Will build 100,000 passanger vehicles

Toyota Motor said on April 11 it plans to invest $350 million to build a new plant in India and develop a small car for one of the world's fastest-growing motoring markets. The automaker's second plant, which aims to start production in 2010, will go up on the site of the Toyota Kirloskar Motor (TKM) facility on the outskirts of the southern Indian IT hub of Bangalore.

It will manufacture an annual 100,000 passenger vehicles, taking TKM's overall capacity to more than 160,000 units.

"Plans call for the second TKM plant to produce passenger vehicles, including the Corolla as well as a new strategic small car, which is being developed with the aim of meeting the broad needs of customers in India," the statement said. Toyota said the move was in response to "the market expansion that has accompanied the development of motorisation in India." It owns 89% of its joint venture with Kirloskar, which holds the remaining 11%.

Toyota and other carmakers are competing to increase their share of a market where automobile sales are forecast to reach two million units by 2010, from 1.4 million last year, as the economy expands and middle-class incomes rise.Last year, it sold 54,000 vehicles, including the Corolla sedan and the Innova minivan, in India, but lags far behind smaller rival Suzuki Motor, which entered the market in the 1980s.
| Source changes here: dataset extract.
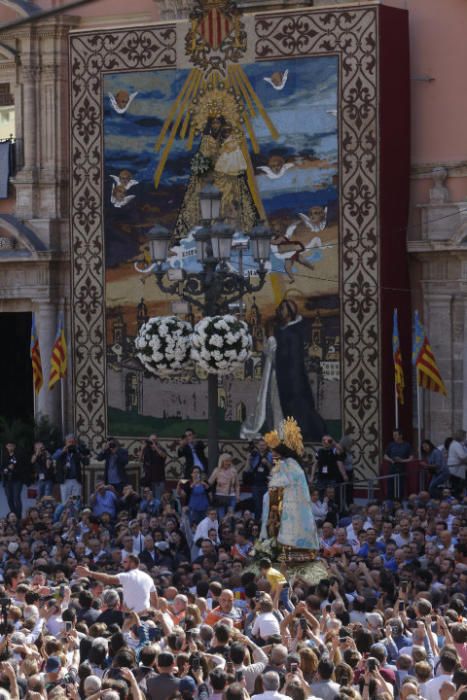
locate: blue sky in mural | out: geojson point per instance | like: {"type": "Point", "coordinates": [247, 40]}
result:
{"type": "Point", "coordinates": [304, 113]}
Suzuki, which holds a majority stake in Maruti Udyog, the country's largest auto firm, logged sales of 764,842 vehicles as it rode on the popularity of small, inexpensive cars.

Automakers including Volkswagen and General Motors plan to invest billions of dollars in India, where the Tata group in January unveiled the world's cheapest car for $2,500 , promising to revolutionise travel for millions.

"The Indian automobile market -- large, medium and small -- is getting crowded but it is still a large and growing market," said automobile industry analyst Murad Ali Baig. "International carmakers are also finding India to be a useful base for global production," he added.